Though not a fan of Trump, I am fascinated by the hatred of him and what The Urban Dictionary calls Trump Derangement Syndrome (TDS). It has gone to extremes when he cannot be mentioned in the same sentence as the pope. Hitler was evil. No logical thinking person would debate that reality. When young, he was enthralled with the ritual pomp and pageantry of the Catholic Church and, at one point, even expressed interest in becoming a priest. But that doesn’t mean that, by association, the church or priesthood is evil. Both have faults, but for other reasons—not because of Hitler. We might want to keep an eye on those who are attracted to priesthood because of the church’s pomp and ritual but to suggest that it is evil because Hitler was attracted to it is laughable. Most of us hold that the opposite is true: the ritual pageantry is grace-filled and glorious.
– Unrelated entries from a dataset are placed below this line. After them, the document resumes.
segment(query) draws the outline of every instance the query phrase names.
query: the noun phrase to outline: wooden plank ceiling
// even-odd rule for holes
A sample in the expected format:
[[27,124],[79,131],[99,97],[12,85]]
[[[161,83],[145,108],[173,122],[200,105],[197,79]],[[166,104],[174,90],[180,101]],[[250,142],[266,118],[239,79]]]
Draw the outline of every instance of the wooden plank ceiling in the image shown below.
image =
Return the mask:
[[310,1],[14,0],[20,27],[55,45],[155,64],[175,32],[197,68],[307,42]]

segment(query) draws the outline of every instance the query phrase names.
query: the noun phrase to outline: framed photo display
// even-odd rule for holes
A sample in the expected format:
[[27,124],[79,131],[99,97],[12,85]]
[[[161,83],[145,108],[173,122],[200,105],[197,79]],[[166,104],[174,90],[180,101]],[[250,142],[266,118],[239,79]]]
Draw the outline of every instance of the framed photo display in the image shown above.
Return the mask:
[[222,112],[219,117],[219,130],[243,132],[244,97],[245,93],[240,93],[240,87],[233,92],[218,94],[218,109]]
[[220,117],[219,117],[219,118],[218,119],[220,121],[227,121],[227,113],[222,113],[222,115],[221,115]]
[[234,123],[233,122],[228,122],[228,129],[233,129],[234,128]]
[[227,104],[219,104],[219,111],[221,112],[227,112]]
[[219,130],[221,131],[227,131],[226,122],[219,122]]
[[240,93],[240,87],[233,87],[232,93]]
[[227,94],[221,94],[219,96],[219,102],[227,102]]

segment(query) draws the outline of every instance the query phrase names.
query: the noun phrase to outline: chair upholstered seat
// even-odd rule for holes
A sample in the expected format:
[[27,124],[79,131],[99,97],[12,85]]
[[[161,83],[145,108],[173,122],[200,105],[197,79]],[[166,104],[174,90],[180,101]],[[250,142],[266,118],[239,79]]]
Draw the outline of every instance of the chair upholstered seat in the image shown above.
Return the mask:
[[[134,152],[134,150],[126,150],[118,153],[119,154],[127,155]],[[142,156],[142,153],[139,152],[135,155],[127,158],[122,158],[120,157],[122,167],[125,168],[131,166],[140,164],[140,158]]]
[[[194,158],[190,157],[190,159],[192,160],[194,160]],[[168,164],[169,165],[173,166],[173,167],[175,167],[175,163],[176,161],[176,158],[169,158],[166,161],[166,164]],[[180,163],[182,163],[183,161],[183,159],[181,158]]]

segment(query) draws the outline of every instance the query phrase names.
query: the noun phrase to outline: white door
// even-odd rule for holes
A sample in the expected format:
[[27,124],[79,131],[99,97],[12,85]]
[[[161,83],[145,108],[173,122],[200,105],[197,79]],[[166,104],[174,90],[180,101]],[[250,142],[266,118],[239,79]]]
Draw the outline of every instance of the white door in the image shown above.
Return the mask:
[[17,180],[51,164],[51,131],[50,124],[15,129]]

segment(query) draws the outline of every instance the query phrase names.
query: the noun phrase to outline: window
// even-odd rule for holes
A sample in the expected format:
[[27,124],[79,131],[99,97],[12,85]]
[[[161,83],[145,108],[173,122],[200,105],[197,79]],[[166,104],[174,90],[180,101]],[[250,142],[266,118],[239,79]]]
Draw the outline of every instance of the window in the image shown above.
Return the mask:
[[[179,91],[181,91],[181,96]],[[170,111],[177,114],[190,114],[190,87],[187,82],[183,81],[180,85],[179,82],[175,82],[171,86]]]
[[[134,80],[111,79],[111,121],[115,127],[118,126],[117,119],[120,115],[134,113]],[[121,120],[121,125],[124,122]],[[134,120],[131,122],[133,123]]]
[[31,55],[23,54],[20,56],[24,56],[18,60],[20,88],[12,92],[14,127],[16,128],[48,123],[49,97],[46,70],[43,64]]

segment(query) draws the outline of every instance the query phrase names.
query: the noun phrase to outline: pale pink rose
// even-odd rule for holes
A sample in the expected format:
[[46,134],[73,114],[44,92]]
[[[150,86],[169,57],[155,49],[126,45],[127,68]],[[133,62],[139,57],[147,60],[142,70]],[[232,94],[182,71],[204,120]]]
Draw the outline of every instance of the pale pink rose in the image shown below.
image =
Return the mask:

TDS reminds me of one of the Seinfeld episodes: Elaine and Jerry enter Poppy’s restaurant to sample his famous duck dinner. It’s a very crowded yet harmonious atmosphere with everyone enjoying their wonderful meal until Poppy, in conversation with the two, reveals his position on abortion. Other customers overhear and it starts numerous arguments at the various tables until the entire restaurant is rapidly evacuated by angry people fighting over their polarized positions. Jerry finds this amusing and seeks opportunities to clear out other places. Meanwhile, Elaine, after the bad luck of dating “losers” for over a decade, finally finds the perfect man and falls madly in love. She tells Jerry that she has finally found “the one” to which he said, “Oh, yeah—what’s his position on abortion?” Of course, when she finds out, she breaks off the budding romance, instantly and permanently.
Some readers will quickly entrench and say, “Abortion is no laughing matter” or “Hitler is nothing to joke about.” Others will chime in that neither is Trump’s vulgarity or divisive rhetoric or whatever has caused their TDS to manifest. Still others will complain that Biden’s shaming of citizens who are not vaccinated or his inconsistent stance on immigrants’ paths to citizenship or his incongruent positions as a politician who is Catholic are equally offensive. Many of us think that people half-way around the world who worship cows, while nearby humans suffer and babies starve to death, are deranged; yet they also remind us that we all have sacred cows, and we tend to be quickly offended when they get attacked. Seinfeld has been wildly successful because he creates laughter by making observations about human behavior that is somewhat deranged.
I am not suggesting that life is like a Rorschach inkblot, but I am convinced that too many of us focus on particular details that prevent us from seeing the whole picture. It can lead to deranged thinking, polarization, or even hatred. Though we all hold dearly to our sacred cows, they should not lead us to behavior that subtracts dignity from our human state. I have been privileged to be with people going through the dying process who keep both their sense of honor and sense of humor till the end. I think that’s the way we ought to want to be.